Facing the demon of leadership loneliness:

  1. Don’t expect people within your organization to understand you.
  2. Train top tier leaders to think like CEO’s who put others first.
  3. Engage people in the process early and often.
  4. Avoid faking and pretending. Faking feeds the demon of loneliness.
  5. Develop authentic relationships with leaders outside your organization. Expose your heart to someone you trust. Be selective.
  6. Hire a coach. Be a coach and have a coach. Mine is Bob Hancox.
  7. Take alone time at least once a month. Weekly is better. Alone time helps with loneliness.
  8. Clear your mind so you can think more clearly. Read, walk, run, exercise, or go to a movie.
  9. Warning: thinking you’re better than others is an arrogant defense mechanism that increases loneliness.

What are the causes of leadership loneliness?

How can leaders deal with feeling alone?

What Most Leaders Need Most

September 15, 2012

Don’t get so busy getting things done that you end up done yourself. Experience shows many leaders between 45 and 55 years old are so connected with business that they become disconnected with themselves.

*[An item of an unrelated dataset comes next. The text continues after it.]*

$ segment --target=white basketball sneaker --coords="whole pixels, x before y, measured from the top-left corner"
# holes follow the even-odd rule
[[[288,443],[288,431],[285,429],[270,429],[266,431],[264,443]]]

Don’t get so lost in business that you lose yourself.

Gary Anzolone, CEO of CEO Clubs NYC, sat beside me for lunch yesterday at the Harvard Club. I asked Gary how he became interested in the CEO Club movement.

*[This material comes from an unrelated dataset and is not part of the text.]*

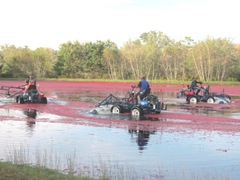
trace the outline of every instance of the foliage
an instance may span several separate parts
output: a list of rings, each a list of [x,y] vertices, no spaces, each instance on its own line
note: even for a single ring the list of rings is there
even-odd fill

Gary said he remembered the first time he attended the CEO Club. It gave me a chance for self-reflection, to have conversations about business but not actually do business. As Gary talked, the words refreshed and encouraged came to mind.

Leaders are so busy doing business they seldom take care of themselves beyond distracting entertainments.

Leadership is who you are before it is what you do.

Most leaders most need focused time to care for invisible issues, matters of the heart.

Leader’s hearts are nourished
by authentic relationships with other leaders.

Suggestions:

  1. Take the first step by opening up, authentically. Don’t spill your guts. Just toss a bit of your heart out.
  2. Cultivate relationships with those who reciprocate your openness.
  3. Look for courageous truth speakers who look you in the eye and say it like it is.
  4. Look for someone who affirms more than fixing or explaining. Fixers offer advice too quickly. Those who explain why you think or feel the way you do, devalue and minimize you. The world is filled with fixers and explainers; stop being one yourself.
  5. Brag to someone and see if they try to out-do you.
  6. Celebrate the success of others.
  7. Look for connections outside your business.

What are you doing to connect with other leaders?